Forget
about secret society rituals. These
elite prep school kids are too busy keeping their classmates down. They are the top ten in their class and they
will kill to keep it that way throughout Shin Su-won’s Pluto (trailer
here), which
screens during the 2013 Korean American Film Festival in New York.
Kim
June was the top student in his public high school, but that does not impress
anyone in his new school, particularly not his American roommate, Yu-jin
Taylor, the top man in their class. Supposedly,
this is his big opportunity. He was only
admitted because a suicide opened up space for him. That was Yung Su-jin’s roommate. Now the slacker computer major is out to
settle the score with the ruling elite.
Kim sort of likes her, but the working class transfer student opts to
curry favor with the privileged ten instead.
As
part of their “rabbit hunting” initiations, Kim does their dirty work in
exchange for inside information on approaching exams. Naturally, Taylor and his cronies clearly
have no intention of letting him into the club.
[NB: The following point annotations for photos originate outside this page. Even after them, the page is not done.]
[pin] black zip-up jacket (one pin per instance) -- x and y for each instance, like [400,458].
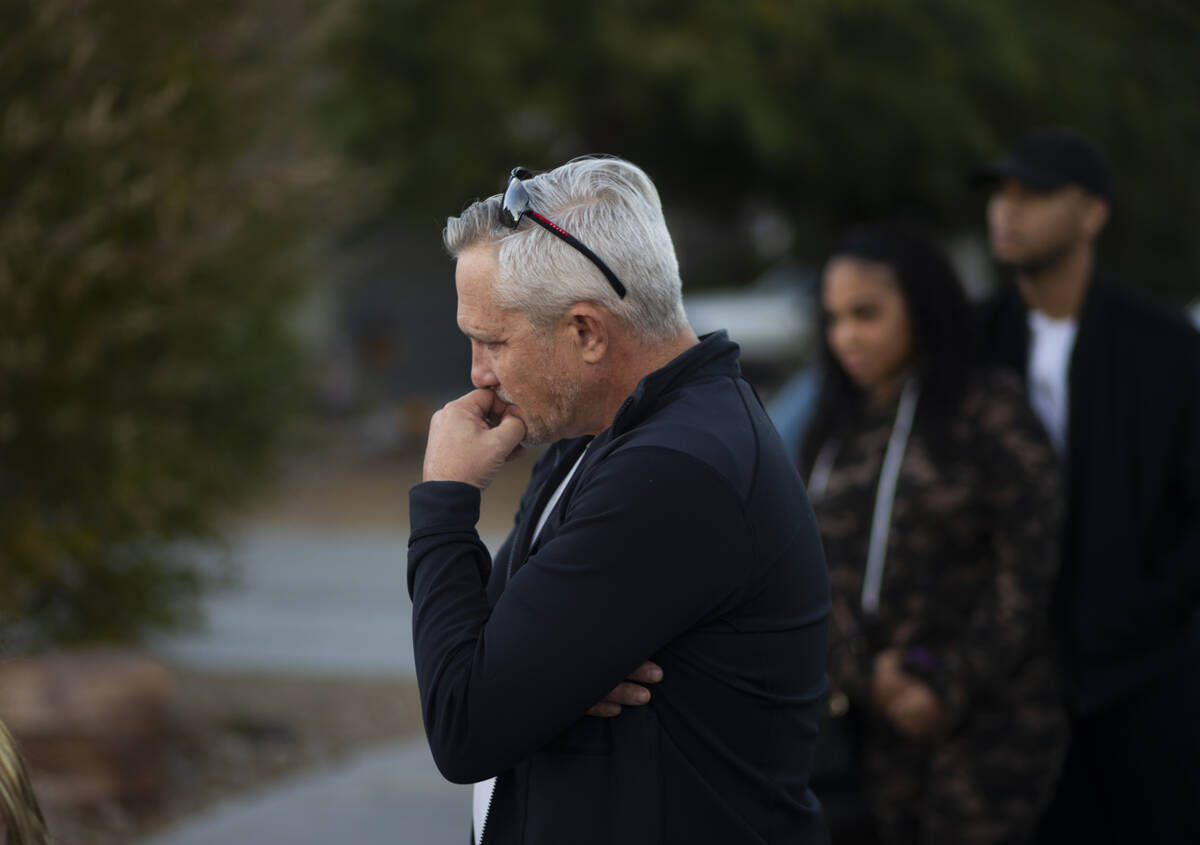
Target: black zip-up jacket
[685,537]
[1127,605]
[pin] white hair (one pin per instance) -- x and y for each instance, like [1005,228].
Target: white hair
[610,205]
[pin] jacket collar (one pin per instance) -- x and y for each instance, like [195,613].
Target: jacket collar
[714,355]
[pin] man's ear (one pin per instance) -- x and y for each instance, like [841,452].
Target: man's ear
[589,331]
[1096,215]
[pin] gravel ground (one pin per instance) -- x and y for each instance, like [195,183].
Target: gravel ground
[233,733]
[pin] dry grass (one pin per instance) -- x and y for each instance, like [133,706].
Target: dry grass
[233,735]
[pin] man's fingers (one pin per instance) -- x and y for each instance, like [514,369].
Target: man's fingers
[627,693]
[647,673]
[605,709]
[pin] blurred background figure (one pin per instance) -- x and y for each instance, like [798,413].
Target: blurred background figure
[939,502]
[1115,377]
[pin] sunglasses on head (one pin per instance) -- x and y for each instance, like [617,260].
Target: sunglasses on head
[515,205]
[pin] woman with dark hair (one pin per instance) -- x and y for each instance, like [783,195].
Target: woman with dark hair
[939,499]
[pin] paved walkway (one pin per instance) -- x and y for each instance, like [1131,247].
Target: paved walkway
[383,797]
[327,603]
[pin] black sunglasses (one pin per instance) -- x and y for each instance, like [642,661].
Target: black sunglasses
[515,205]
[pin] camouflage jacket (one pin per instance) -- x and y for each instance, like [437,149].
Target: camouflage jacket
[971,557]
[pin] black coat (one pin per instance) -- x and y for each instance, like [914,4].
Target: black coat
[684,537]
[1127,605]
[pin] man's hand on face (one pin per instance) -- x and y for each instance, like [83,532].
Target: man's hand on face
[471,438]
[628,693]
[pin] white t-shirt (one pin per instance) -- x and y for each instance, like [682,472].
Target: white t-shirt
[1051,342]
[481,797]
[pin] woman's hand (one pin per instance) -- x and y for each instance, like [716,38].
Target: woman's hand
[907,702]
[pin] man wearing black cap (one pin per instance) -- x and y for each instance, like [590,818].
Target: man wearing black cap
[1115,378]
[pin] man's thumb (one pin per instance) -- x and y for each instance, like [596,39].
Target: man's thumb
[510,429]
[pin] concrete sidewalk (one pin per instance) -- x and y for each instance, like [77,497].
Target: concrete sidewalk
[382,797]
[324,603]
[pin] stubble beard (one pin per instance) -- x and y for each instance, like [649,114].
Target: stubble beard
[551,426]
[1036,265]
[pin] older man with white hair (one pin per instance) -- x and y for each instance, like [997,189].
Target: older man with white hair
[643,659]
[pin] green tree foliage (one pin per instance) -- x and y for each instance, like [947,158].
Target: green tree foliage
[829,111]
[150,193]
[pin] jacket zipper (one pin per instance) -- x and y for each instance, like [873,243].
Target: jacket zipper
[487,813]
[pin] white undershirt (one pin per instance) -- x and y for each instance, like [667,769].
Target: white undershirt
[481,797]
[1051,342]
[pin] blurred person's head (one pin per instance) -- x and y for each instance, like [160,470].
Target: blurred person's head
[892,307]
[556,331]
[1050,198]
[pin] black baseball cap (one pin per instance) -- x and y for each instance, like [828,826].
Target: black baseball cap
[1051,157]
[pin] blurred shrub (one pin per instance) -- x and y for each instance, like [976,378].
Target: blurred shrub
[828,111]
[153,195]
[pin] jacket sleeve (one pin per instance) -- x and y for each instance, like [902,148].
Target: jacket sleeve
[653,541]
[1023,522]
[1179,563]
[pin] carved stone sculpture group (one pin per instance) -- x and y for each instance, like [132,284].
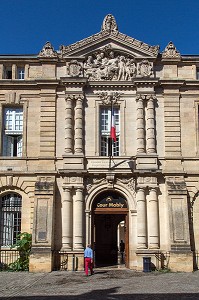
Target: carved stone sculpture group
[107,65]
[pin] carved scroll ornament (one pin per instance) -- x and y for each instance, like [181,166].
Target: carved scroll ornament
[74,68]
[170,51]
[47,51]
[109,24]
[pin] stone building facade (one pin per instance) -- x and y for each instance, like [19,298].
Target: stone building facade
[66,181]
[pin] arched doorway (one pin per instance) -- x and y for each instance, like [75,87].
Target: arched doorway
[110,226]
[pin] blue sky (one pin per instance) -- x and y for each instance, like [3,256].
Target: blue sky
[25,25]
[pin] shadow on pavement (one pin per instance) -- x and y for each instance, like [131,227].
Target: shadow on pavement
[109,294]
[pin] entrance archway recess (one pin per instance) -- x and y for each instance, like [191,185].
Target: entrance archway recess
[109,211]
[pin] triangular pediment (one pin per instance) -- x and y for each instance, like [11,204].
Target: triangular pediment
[109,36]
[109,55]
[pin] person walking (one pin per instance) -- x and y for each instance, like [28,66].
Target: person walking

However, as viewers can readily glean from the film’s complicated
flashback structure, it is a very bad idea to play mind games with someone as
tightly wound as Kim.
While
Pluto’s class warfare themes are
obvious and inescapable, Shin’s uncompromising screenplay surpasses mere
polemics, portraying the sociopathic will-to-power at its rawest. This is not the sort of film that will have
anyone saying “so there” when it ends. Kim might be our protagonist, but he is not an
exactly a downtrodden POV character audiences would like to identify with. Surprisingly, his nemesis Taylor turns out to
be the most nuanced of the lot. Of
course, his cronies do not much care for his sudden subtle dimensions of
character.
Pluto boasts some
considerable star-power, thanks to Kim Kkobbi appearing as Yung, a relatively
modest but intriguing supporting role.
Lee Da-wit is eerily soulless and desperate as the hollow-looking
Kim. Yet, it is June Sung who really
keeps viewers off-balance as the not exactly remorseful Taylor.
Many
of the sins of prep school dramas past repeat again in Pluto. As if required by an
unwritten law, all the adults are ridiculously dense and the cops are
problematically passive. Still, Shin
raises the stakes for all future prep students behaving badly, making a film
like Tanner Hall look tame and pale
in comparison. Despite some clumsy
excesses, it is mesmerizing in-your-face filmmaking. Recommended for the
reasonably jaded, Pluto screens this
Friday (10/25) at the Village East as part of this year’s KAFFNY.